Como foi a reunião da secretaria de Cultura com ministros do G20?

André Porciuncula: É um palco para a gente debater as políticas públicas e cada país demonstrar o seu compromisso com a cultura. Foi uma participação importante e bastante emblemática. O Mario [Frias, secretário de Cultura,] focou muito na ideia de devolver o protagonismo da cultura ao homem comum, tirar a cultura do palanque político, desse sequestro de décadas da cultura, da sua instrumentalização como meio de ação revolucionária, e devolver ela aos valores comuns do nosso cotidiano, das pequenas praças, das pequenas vilas, no interior, nas pequenas cidadezinhas espalhadas pelo que a gente chama de ‘Brasil profundo’.

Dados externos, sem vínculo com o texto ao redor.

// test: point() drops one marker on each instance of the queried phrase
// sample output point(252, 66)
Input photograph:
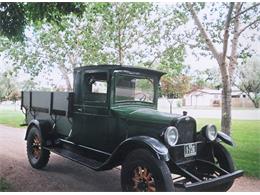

Ele fincou essa bandeira muito forte do governo Bolsonaro da cultura do homem comum, das nossas tradições milenares, dos valores atemporais, e ressaltou que não se faz cultura com gordas verbas públicas. Isso é arrogância. Milênios de civilização humana não foram construídos com verba pública. Foram construídos com amor, uma paixão fervilhante, pela cultura. A função do Estado é tutelar isso. Não é produzir cultura. Não é revolucionar a sociedade e os valores da sociedade, modificar a cultura da sociedade. Nada disso. O Estado não é um editor da sociedade. Não está aqui para escolher como a sociedade vai se comportar ou não. O Estado está ali para tutelar os valores atemporais dessa sociedade. Somos servidores, de fato.

Como a secretaria da Cultura viu o atentado à estátua de Borba Gato?

André Porciuncula: O atentado foi terrível, um crime abominável, sério, que ainda põe em risco as demais pessoas, porque aquilo pode queimar uma casa, um edifício. Poderiam matar outras pessoas, colocaram em risco a vida de outras pessoas. Não só destruíram um patrimônio cultural, com todos os símbolos que envolvem esse patrimônio, como expuseram ao risco de morte a população que reside naquele ambiente ou as pessoas que estavam passando por ali.

Foi um absurdo. Essa mesma elite sindical - que se arvora o título de dirigente da cultura nacional - estava aplaudindo esse tipo de vandalismo, achando bonito o que essas pessoas fizeram. Isso nada mais é do que instrumentalização da ação revolucionária, tentativa de apagar nossos valores históricos e culturais, de apagar o passado, bem ao estilo de “1984”: controle o passado para manter o controle sobre o presente; modifique todas as datas históricas, modifique todos os processos, símbolos e marcos. Isso é o que eles almejam.

Infelizmente, esse tipo de coisa foge um pouco à nossa esfera porque demanda uma ação policial mesmo. Fez muito bem a Justiça em deixar presos os responsáveis por isso.

Recentemente, a secretaria foi criticada por um suposto atraso no planejamento para o bicentenário da Independência. O que aconteceu?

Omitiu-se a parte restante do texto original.